Frequent Loft enough (and if you work near one, like I do, you might), and you’ll see that there is no real Loft customer. You’ll see the stay-at-home mum, the tired working woman with children, the elementary school teacher, the young professional (who works nearby), the girl who’s going to Sunday brunch. Loft — somehow — manages to do what few retailers manage to do: attract a wide demographic.
“There’s really something for everything at Loft,” Horowitz said, “that we don’t specifically target [anyone, like,] ‘we have to get the 25 to 34 year olds.’ It’s really about that connection with her at an individual level.” ‘Her’ is the Loft girl.
Loft won’t say it, but it’s been making concerted efforts to appeal to younger women — and if not, to engage the millennial woman on an amplified level. Look no further than its campaigns: the LOL Summer Movie Series curated by Whitney Cummings, a campaign with Hello Giggles, and video campaigns with Hot Mess Moves. It’s partnered with the popular food blog The New Potato, too. The brand also tapped Busy Phillips for a fall campaign, showing off that the brand isn’t uptight — it’s quirky. The campaign with Busy Phillips featured her daughter, arguably to to appeal to young mums.
The women the brand partners with, Horowitz said, are “tremendously successful, but successful in the sort of fun, optimistic [way], reaching our customer, but not selling to our customer, so to speak.”
And it’s paying off. The brand has a come a long way from being Ann Taylor’s lesser younger sister, plausibly since Austyn Zung joined the brand’s creative team 2010. Her thoughts on the brand are similar to what Horowitz explained. “LOFT is just relaxed. The clothes aren’t too constricted — they’re not too tucked-in or cinched,” Zung said to The Daily Front Row.
These efforts solidified themselves when Lena Dunham boasted how she wore a Loft outfit for three days in a row. She posted it on Instagram, claiming that it was also time for her to stop making jokes about Ann Taylor.
This speaks volumes about Loft. “We get the joke,” Horowitz said. “And we don’t take ourselves so seriously. And the irony is that … Lena loves our clothes!”
But also, the joke still exists, in part because the brand is still partially prone to ridicule.
Loft may no longer be Ann Taylor’s lesser sister, but she still as a way to go before everyone sees her as cool.
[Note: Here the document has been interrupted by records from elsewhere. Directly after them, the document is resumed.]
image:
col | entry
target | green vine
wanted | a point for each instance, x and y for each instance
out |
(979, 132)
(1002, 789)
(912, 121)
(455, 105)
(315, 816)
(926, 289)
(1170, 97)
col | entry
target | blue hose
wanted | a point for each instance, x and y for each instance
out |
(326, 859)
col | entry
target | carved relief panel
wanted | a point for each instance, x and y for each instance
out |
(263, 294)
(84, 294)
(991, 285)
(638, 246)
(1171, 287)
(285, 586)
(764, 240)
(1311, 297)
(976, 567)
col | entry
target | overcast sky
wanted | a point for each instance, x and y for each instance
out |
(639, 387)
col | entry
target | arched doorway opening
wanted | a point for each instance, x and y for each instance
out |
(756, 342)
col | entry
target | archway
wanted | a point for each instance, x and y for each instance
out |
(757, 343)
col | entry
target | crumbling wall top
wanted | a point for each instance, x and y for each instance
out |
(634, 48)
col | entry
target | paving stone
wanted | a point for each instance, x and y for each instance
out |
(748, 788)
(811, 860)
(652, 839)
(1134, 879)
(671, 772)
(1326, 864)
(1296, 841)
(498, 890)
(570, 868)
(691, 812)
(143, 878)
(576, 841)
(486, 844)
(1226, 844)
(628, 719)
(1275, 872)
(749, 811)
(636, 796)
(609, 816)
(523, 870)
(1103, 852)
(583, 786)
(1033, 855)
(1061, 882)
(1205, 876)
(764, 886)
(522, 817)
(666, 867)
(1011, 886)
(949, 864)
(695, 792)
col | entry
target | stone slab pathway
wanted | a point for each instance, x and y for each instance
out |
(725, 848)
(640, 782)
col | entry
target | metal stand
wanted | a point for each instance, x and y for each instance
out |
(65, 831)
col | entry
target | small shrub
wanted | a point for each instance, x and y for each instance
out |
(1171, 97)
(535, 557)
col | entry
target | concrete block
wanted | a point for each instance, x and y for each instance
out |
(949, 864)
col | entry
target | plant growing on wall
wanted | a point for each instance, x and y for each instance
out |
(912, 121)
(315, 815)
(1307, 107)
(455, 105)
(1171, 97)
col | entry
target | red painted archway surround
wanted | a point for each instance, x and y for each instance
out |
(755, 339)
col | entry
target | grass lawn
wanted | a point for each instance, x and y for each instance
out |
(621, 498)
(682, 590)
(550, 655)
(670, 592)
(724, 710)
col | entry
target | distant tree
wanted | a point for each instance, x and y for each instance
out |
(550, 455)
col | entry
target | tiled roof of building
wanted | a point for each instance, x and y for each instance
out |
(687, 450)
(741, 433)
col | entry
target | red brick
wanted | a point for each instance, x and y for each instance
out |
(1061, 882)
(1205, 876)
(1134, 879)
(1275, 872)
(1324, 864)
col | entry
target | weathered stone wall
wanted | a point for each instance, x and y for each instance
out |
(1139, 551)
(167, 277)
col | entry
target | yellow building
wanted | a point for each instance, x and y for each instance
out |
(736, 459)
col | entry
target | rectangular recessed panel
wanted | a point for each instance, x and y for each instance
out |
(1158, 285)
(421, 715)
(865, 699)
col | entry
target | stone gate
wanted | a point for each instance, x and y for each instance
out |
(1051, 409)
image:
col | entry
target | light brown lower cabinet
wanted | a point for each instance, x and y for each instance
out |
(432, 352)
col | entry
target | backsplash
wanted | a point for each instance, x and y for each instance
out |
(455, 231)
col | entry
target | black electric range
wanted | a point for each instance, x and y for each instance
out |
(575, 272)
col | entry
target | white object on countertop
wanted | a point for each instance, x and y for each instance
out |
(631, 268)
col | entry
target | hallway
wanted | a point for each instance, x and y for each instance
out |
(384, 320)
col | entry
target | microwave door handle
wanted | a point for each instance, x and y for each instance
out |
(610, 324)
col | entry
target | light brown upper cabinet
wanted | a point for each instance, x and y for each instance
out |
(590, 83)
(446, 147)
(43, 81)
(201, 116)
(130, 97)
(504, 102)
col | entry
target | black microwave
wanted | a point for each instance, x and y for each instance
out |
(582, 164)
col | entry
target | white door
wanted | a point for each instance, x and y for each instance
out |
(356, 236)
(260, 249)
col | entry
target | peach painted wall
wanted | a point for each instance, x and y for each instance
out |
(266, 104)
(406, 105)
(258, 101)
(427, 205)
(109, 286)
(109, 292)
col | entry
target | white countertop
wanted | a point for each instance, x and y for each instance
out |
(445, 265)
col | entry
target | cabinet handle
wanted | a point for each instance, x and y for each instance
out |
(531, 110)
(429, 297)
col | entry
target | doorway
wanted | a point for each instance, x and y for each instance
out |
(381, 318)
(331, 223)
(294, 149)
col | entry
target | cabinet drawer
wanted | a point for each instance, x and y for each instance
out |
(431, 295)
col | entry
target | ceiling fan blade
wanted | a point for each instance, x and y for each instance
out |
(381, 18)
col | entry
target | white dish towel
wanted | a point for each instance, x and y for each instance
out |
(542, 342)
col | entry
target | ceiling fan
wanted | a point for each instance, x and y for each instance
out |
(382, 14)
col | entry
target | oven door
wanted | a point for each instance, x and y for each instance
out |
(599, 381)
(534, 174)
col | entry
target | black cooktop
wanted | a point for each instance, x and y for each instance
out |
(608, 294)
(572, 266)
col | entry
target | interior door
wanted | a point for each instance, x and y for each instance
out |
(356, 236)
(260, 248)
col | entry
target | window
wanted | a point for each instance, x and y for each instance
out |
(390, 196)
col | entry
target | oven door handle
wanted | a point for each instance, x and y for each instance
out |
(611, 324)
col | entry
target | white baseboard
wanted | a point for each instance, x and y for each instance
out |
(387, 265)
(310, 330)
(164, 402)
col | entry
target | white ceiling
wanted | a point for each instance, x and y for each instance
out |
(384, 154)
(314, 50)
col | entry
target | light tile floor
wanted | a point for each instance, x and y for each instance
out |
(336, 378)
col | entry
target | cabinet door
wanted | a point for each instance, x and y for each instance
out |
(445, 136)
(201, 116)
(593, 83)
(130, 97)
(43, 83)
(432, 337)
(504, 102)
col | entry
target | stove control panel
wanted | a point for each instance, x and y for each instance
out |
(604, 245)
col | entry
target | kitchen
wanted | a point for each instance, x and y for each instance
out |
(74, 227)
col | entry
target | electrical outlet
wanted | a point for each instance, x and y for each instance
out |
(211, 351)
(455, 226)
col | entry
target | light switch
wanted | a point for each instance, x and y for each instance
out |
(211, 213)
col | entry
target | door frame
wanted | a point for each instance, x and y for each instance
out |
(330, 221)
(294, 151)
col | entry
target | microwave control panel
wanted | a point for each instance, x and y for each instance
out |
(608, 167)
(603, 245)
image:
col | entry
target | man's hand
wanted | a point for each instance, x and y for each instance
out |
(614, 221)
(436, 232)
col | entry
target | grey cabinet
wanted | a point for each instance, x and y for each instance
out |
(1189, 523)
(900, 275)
But Horowitz believes that if those naysayers get to know what Loft is really about, they might change their minds.
“I think a lot of people don’t realise what Loft is about, how multifaceted it is, and it’s more than just … how some of the people have perceived us,” Horowitz said.
And maybe some girls might be hesitant about converting to a brand that is sometimes subject to mockery, but what girl wouldn’t want to have a good job, enjoy her life, and the opportunity to reject the idea that she has to dress sexy all the time?
In that sense, Loft has hit the nail on the head of a particular demographic of women. It may not be representative of every girl, but there is a group of girls who are sitting back and relaxing and then going to bed by 10 p.m. They’re enjoying their turtlenecks, boyfriend jeans, and maxi dresses, and they’re probably laughing about how they’re glad they’re not dressed for the club.